Mr. Rainsy’s July 6 declaration—posted in a video on his Facebook
page—that he would return to Cambodia prior to elections regardless of
his criminal status forced Mr. Hun Sen to decide between granting Mr.
Rainsy amnesty or making him a cause celebre, said Hang Puthea,
executive director of the Neutral and Impartial Committee for Free and
Fair Elections in Cambodia.
“If Sam Rainsy came back and if the government put Sam Rainsy in
jail, a rally would move within the [CNRP] campaign to support the
freedom of Sam Rainsy and this movement could get bigger and bigger. So
the government had to decide, what should they do?” Mr. Puthea said,
noting that the timing of Mr. Rainsy’s announcement put Mr. Hen Sen in a
particularly tight bind.
“We can see the result comes from a game of politics. The end of the
game is that Sam Rainsy can come back to Cambodia this time,” he added.
Regardless of why Mr. Hun Sen—with King Sihamoni’s blessing—has
cleared the way for Mr. Rainsy’s return, the decision by the prime
minister has only exposed how subservient the court system has become to
the government, according to Thun Saray, chairman of the board of
directors for the Committee for Free and Fair Elections in Cambodia
“You see, we do not have independence of courts from the beginning
[of democracy in 1993] until now, and we have solved political conflicts
this way in the past,” he said. “We cannot solve problems of political
conflict by respecting the decision of courts because the court is not
independent enough to make a fair decision for the parties involved.”
Prior to being pardoned on Friday, Mr. Rainsy faced at least 11 years
in prison on a raft of charges including destruction of public property
for uprooting demarcation posts along the Vietnamese border,
disinformation for posting maps online to support claims that Vietnam is
encroaching on Cambodian territory and defamation of Mr. Namhong over
accusations that he ran a Khmer Rouge prison camp.
Sok Sam Oeun, director of the Cambodia Defenders Project, a legal aid
NGO, concurred that the granting of a royal pardon represented the only
possible solution to politically motivated decisions.
“The problem [with finding a solution through the courts] is that the
original case [against Mr. Rainsy] was political…. It is because of
political involvement that the public has doubts about the independence
of the judiciary,” he said.
Koul Panha, the executive director of Comfrel, said that allowing the
opposition leader to return to the country was only a first step toward
the more important decision to allow him to compete as a candidate in
the national election.
“It is very important to allow him [Mr.
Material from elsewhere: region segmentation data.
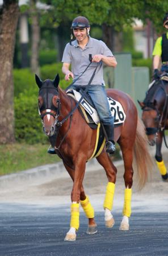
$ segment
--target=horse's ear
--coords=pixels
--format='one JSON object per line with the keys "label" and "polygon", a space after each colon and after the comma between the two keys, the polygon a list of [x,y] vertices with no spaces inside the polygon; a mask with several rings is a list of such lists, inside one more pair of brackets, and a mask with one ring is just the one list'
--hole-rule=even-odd
{"label": "horse's ear", "polygon": [[157,101],[154,99],[154,101],[153,101],[153,105],[154,105],[154,106],[156,106],[156,104],[157,104]]}
{"label": "horse's ear", "polygon": [[141,109],[145,106],[145,104],[143,102],[143,101],[139,101],[138,100],[137,100],[137,102],[138,102],[139,105],[140,105],[140,107],[141,108]]}
{"label": "horse's ear", "polygon": [[57,88],[60,82],[60,76],[59,75],[57,74],[55,77],[53,81],[54,86]]}
{"label": "horse's ear", "polygon": [[40,77],[38,77],[38,76],[35,74],[35,79],[36,79],[36,82],[39,88],[40,89],[43,85],[43,81],[41,80]]}

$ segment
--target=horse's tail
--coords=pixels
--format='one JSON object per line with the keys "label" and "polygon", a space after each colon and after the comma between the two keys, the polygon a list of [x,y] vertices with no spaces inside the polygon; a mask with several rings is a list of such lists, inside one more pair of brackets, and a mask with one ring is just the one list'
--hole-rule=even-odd
{"label": "horse's tail", "polygon": [[133,166],[137,170],[138,188],[141,189],[148,180],[154,164],[149,152],[148,138],[145,129],[138,118],[136,137],[133,147]]}

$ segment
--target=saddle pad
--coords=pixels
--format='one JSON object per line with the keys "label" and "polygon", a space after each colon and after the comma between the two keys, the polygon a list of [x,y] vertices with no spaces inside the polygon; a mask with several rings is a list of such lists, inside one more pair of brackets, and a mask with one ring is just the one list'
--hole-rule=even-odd
{"label": "saddle pad", "polygon": [[[79,101],[81,97],[81,94],[78,92],[73,90],[74,95],[77,101]],[[114,124],[119,125],[123,123],[125,119],[126,115],[123,108],[120,102],[116,101],[110,97],[107,97],[110,109],[111,114],[114,117]],[[93,108],[88,102],[83,98],[81,102],[82,107],[90,115],[94,122],[98,124],[100,122],[99,117],[96,110]]]}

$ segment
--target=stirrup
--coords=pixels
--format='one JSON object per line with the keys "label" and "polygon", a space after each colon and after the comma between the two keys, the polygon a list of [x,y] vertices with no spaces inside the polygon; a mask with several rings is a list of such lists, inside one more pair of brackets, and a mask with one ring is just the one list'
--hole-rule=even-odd
{"label": "stirrup", "polygon": [[56,155],[54,147],[52,147],[51,145],[48,148],[47,152],[52,155]]}
{"label": "stirrup", "polygon": [[106,143],[106,151],[107,153],[114,154],[115,151],[115,145],[111,141],[108,141]]}

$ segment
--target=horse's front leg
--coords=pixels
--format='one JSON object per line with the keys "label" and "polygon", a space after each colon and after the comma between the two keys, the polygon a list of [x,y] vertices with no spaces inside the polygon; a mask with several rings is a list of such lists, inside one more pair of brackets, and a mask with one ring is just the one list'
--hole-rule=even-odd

Rainsy] to contest elections
as a candidate in order to increase the fairness of competition,” he
said, adding that regardless of Mr. Rainsy’s participation, a litany of
obstacles continued to stifle the credibility of the July 28 ballot,
which Comfrel has said will be the least fair in 20 years.
“A lot still needs to be improved including equal access to media,
misuse of state resources, the [National Election Committee’s]
performance and composition, voter lists and neutrality of armed forces
in campaigning,” he said.
On Friday, the U.S. State Department, which has made several efforts
to move Mr. Hun Sen’s administration toward democratic reform, applauded
the pardon of Mr. Rainsy but encouraged further improvements to the
“While his [Mr. Rainsy’s] safe return will be a significant step in
the right direction, we encourage the Cambodian Government to continue
implementing recommendations by the U.N. Special Rapporteur for Human
Rights in Cambodia aimed at free and fair elections,” U.S. State
Department spokeswoman Jen Psaki said at a daily briefing in Washington.